Cofunction identities |
\(\sin \theta=\cos(\dfrac{\pi}{2}-\theta)\) \(\cos \theta=\sin(\dfrac{\pi}{2}-\theta)\) \(\tan \theta=\cot(\dfrac{\pi}{2}-\theta)\) \(\cot \theta=\tan(\dfrac{\pi}{2}-\theta)\) \(\sec \theta=\csc(\dfrac{\pi}{2}-\theta)\) \(\csc \theta=\sec(\dfrac{\pi}{2}-\theta)\) |

# Key Concepts

- The sum formula for cosines states that the cosine of the sum of two angles equals the product of the cosines of the angles minus the product of the sines of the angles.

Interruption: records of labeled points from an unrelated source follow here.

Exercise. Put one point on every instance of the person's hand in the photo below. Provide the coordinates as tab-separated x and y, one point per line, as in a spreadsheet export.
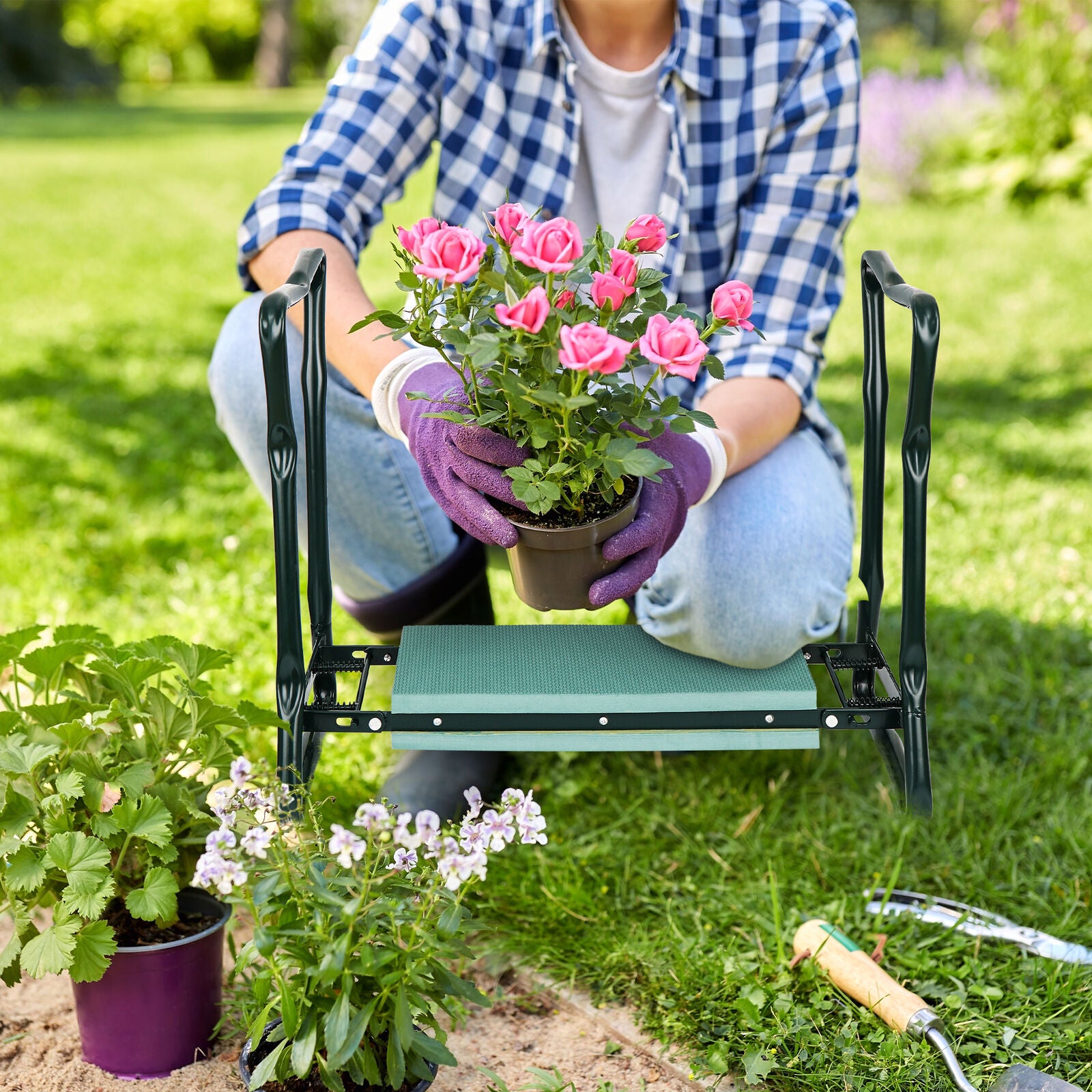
459	462
660	518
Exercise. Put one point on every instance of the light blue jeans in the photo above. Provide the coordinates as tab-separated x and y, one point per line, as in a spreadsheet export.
759	571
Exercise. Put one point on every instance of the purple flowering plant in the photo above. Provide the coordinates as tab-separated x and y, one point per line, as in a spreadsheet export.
106	756
355	928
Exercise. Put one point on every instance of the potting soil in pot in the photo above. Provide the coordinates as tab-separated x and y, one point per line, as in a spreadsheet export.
557	519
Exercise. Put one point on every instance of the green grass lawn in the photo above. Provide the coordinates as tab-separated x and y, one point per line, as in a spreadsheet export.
675	884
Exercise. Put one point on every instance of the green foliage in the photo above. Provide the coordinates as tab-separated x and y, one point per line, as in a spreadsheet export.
586	429
354	935
1041	142
106	753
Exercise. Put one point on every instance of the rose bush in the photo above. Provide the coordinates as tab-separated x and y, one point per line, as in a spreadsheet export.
547	333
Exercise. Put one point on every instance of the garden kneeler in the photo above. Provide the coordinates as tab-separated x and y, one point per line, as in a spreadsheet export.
854	972
597	687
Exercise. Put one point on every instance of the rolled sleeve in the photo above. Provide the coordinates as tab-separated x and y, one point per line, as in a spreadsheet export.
792	224
374	129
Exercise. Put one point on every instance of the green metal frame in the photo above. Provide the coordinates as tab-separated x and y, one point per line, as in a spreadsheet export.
307	691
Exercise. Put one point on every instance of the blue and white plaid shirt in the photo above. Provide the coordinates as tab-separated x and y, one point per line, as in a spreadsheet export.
760	174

The difference formula for cosines states that the cosine of the difference of two angles equals the product of the cosines of the angles plus the product of the sines of the angles.
- The sum and difference formulas can be used to find the exact values of the sine, cosine, or tangent of an angle. See Exampleand Example.
- The sum formula for sines states that the sine of the sum of two angles equals the product of the sine of the first angle and cosine of the second angle plus the product of the cosine of the first angle and the sine of the second angle. The difference formula for sines states that the sine of the difference of two angles equals the product of the sine of the first angle and cosine of the second angle minus the product of the cosine of the first angle and the sine of the second angle. See Example.
- The sum and difference formulas for sine and cosine can also be used for inverse trigonometric functions. See Example.
- The sum formula for tangent states that the tangent of the sum of two angles equals the sum of the tangents of the angles divided by 1 minus the product of the tangents of the angles. The difference formula for tangent states that the tangent of the difference of two angles equals the difference of the tangents of the angles divided by 1 plus the product of the tangents of the angles. See Example.
- The Pythagorean Theorem along with the sum and difference formulas can be used to find multiple sums and differences of angles. See Example.
- The cofunction identities apply to complementary angles and pairs of reciprocal functions. See Example.
- Sum and difference formulas are useful in verifying identities. See Example and Example.
- Application problems are often easier to solve by using sum and difference formulas. See Example and Example.